3. the design of internal standard gene primer, probe
Utilize Primer Primier5.0 and Beacon Designer2.0 software design Auele Specific Primer and probe at carnation internal standard gene.Primer makes their kinetic property similar during with probe design as far as possible, the principle of taking is mispairing does not take place, to reduce primer self and form each other the possibility of primer dimer as much as possible, select 3 ' end stability than the low primer of 5 ' end stability, the GC% of primer is 40%~65%, the Tm value is at 50 ℃~65 ℃, and the Tm value of probe should be higher than about 10 ℃ of the Tm value of primer in addition.Select suitable primer and probe according to mentioned above principle, suitably make amendment in case of necessity, see Table 1.

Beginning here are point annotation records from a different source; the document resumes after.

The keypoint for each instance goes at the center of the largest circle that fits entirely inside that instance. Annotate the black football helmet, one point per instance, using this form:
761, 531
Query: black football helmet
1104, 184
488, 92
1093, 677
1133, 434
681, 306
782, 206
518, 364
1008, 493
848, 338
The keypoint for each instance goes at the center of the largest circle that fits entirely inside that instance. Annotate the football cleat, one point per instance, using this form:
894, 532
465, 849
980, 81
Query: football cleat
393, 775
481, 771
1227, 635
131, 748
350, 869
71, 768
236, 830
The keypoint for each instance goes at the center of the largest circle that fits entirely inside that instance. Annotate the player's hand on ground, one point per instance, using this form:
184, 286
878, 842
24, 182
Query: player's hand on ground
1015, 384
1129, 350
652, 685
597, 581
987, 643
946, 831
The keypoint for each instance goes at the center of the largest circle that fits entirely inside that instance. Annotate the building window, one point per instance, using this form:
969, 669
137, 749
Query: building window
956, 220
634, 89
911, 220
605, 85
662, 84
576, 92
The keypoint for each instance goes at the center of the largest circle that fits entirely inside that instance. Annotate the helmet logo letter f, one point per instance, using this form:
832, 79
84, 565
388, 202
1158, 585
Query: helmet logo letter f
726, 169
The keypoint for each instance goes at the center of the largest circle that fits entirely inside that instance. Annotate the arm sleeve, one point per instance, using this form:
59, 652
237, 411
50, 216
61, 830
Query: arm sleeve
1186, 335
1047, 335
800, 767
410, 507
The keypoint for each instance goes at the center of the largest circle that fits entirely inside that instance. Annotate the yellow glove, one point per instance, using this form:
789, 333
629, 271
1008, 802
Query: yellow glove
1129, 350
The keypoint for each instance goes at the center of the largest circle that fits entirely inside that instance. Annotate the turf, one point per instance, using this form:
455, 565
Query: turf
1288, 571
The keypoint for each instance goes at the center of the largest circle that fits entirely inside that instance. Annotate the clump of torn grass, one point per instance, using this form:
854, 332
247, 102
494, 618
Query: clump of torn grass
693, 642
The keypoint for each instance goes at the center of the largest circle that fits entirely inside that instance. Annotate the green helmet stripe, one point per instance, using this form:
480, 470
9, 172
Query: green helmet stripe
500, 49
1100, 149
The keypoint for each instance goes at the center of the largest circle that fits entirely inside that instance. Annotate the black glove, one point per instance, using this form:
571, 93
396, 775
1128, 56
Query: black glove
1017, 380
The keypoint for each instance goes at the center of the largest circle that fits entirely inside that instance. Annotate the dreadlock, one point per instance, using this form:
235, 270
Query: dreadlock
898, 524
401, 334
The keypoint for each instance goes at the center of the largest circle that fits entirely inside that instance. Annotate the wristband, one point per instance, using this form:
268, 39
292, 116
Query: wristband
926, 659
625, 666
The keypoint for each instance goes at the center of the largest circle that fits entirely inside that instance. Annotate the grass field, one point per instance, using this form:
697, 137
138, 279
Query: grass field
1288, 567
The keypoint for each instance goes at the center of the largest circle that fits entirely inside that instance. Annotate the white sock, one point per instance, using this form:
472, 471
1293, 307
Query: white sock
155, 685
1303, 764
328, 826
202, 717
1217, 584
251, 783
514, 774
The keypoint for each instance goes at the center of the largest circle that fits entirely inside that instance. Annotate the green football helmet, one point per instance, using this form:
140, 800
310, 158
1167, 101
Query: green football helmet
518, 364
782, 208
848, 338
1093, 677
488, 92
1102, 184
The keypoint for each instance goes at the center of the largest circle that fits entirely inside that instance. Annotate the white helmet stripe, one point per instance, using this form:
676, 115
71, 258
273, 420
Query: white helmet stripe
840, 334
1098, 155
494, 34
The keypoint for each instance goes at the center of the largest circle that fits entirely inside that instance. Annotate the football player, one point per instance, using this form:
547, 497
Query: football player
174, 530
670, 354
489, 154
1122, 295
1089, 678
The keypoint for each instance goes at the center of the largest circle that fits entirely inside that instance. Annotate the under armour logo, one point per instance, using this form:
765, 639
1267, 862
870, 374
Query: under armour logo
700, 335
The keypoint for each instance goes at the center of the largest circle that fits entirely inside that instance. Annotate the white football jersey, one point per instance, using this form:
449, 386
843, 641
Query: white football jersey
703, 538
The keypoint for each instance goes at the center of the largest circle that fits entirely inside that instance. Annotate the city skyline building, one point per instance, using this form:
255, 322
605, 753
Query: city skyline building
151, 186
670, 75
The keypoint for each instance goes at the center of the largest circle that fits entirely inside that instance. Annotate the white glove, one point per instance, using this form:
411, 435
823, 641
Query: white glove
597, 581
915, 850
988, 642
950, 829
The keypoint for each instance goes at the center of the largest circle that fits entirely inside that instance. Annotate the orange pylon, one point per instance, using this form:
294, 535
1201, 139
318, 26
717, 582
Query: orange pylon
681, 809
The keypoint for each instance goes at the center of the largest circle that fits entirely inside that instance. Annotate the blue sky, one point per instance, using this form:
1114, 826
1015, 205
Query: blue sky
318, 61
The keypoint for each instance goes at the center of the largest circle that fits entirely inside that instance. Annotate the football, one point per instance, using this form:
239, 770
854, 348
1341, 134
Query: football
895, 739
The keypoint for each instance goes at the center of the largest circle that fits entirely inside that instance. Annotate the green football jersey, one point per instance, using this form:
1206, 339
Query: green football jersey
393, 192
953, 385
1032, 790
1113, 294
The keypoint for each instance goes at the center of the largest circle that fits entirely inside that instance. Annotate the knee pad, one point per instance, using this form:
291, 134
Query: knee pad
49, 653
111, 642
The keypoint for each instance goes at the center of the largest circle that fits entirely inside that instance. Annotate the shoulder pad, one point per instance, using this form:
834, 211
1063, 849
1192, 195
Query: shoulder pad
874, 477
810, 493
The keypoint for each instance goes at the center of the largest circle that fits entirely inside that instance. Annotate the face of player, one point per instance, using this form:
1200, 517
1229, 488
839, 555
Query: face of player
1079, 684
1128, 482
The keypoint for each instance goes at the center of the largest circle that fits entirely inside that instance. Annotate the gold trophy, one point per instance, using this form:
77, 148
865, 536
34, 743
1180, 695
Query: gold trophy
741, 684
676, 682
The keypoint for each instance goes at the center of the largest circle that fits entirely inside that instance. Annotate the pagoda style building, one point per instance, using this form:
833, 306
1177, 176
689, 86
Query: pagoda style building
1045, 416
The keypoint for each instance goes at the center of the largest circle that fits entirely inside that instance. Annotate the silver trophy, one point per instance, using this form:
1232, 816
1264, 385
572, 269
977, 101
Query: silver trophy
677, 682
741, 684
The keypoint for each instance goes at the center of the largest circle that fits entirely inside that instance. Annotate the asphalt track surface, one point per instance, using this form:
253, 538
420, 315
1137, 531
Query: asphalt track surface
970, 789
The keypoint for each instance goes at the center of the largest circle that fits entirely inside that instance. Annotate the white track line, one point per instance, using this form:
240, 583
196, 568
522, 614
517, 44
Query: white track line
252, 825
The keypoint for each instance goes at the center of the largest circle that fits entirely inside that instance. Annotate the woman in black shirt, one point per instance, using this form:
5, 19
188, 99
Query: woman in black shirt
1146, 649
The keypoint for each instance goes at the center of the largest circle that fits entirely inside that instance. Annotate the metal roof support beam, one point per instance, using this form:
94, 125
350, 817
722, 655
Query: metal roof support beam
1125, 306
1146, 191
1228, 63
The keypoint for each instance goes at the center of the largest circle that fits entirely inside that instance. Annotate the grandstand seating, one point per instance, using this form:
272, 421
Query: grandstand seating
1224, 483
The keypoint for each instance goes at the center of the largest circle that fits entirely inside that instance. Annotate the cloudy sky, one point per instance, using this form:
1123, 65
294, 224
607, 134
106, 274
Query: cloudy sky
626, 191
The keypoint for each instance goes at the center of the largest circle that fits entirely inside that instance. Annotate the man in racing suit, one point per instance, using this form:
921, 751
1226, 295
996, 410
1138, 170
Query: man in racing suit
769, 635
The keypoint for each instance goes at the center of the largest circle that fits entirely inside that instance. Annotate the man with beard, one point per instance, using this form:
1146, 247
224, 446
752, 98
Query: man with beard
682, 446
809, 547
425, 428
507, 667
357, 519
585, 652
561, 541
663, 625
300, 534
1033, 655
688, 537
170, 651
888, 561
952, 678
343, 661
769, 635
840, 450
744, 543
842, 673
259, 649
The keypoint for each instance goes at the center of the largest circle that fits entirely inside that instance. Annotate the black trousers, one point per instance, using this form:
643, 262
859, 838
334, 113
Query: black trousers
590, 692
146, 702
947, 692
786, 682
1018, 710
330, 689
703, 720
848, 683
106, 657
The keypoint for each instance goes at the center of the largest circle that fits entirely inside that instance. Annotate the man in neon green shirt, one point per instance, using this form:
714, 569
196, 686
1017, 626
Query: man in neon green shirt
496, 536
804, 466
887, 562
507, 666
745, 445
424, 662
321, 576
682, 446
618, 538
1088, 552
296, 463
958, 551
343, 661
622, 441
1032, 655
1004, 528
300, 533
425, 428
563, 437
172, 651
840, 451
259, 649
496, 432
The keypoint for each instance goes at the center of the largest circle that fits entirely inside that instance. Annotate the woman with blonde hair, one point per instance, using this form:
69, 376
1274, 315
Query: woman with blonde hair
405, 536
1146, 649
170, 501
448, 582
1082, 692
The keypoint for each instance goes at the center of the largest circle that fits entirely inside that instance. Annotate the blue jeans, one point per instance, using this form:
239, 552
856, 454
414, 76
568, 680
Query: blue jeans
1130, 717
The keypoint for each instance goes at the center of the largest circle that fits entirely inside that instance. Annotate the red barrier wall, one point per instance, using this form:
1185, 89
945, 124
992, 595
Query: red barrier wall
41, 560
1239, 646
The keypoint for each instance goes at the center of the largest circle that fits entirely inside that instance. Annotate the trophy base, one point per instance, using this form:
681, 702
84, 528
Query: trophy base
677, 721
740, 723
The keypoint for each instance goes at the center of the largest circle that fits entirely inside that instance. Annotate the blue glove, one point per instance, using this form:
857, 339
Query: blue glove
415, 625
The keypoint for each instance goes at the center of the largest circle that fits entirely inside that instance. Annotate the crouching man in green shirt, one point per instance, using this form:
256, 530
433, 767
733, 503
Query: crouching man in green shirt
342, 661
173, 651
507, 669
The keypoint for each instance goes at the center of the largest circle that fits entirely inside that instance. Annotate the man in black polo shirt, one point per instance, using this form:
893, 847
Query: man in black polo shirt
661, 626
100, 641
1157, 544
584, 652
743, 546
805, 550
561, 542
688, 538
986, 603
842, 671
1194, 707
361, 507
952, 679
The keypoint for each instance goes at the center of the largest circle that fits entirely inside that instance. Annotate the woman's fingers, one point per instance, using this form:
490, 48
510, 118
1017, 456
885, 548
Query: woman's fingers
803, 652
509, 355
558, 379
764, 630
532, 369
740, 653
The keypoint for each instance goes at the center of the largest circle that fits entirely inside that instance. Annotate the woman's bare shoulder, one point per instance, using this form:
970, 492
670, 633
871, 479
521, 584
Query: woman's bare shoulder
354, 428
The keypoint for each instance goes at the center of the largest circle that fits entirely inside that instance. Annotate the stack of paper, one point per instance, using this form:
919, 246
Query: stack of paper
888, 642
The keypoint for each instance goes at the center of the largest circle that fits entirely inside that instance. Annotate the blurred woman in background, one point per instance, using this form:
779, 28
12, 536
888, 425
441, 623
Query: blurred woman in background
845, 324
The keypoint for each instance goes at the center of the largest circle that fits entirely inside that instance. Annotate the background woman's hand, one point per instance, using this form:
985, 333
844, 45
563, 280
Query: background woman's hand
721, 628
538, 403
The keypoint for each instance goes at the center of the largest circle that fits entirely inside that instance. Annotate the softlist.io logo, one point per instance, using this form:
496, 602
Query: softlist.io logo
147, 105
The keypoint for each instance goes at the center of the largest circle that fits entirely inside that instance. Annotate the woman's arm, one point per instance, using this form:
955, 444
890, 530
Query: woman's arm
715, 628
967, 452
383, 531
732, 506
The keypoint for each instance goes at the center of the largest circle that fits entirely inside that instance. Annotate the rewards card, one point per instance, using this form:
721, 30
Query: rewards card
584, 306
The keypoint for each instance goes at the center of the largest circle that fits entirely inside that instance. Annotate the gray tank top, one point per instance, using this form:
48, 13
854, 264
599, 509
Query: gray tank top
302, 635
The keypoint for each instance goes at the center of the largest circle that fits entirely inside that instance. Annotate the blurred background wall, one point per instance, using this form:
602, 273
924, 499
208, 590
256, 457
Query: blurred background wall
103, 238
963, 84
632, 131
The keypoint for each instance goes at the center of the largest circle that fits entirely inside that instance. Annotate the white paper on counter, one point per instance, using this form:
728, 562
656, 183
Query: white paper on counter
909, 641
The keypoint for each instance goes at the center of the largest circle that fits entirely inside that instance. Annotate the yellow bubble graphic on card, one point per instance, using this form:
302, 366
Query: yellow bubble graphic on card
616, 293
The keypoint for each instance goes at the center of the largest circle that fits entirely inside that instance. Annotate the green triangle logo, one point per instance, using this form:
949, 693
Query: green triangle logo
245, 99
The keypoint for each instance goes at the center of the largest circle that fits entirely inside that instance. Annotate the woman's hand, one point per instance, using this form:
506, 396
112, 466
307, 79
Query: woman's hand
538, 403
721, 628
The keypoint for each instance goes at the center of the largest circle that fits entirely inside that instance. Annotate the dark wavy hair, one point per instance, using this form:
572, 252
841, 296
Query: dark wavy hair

Table 1. qualitative and quantitative PCR reaction primer and probe
Figure G2009102502181D0000081
4. the qualitative detection of internal standard gene is identified
1) non-specific evaluation in the internal standard gene kind
Non-specific evaluation in the ANS gene kind: with non-transgenic kind samba; Kaman; smiling face; the rural area; fawn on ma; oriental cherry; the Maas spy; red sleeve; Bai Xue; illusion; flame; free; blue high official; woman's genomic dna is the PCR reaction template; select for use corresponding ANS-F1/ANS-R1 primer to carrying out pcr amplification reaction; its PCR reaction conditions is that 94 ℃ of pre-sex change are after 5 minutes; enter the PCR reaction cycle: 94 ℃ of sex change 30 seconds; annealed 45 seconds for 56 ℃; 72 ℃ were extended 45 seconds: carry out 35 circulations altogether: last; 72 ℃ are extended end after 5 minutes, draw 10 μ l products after reaction finishes and carry out electrophoresis detection on 2% agarose.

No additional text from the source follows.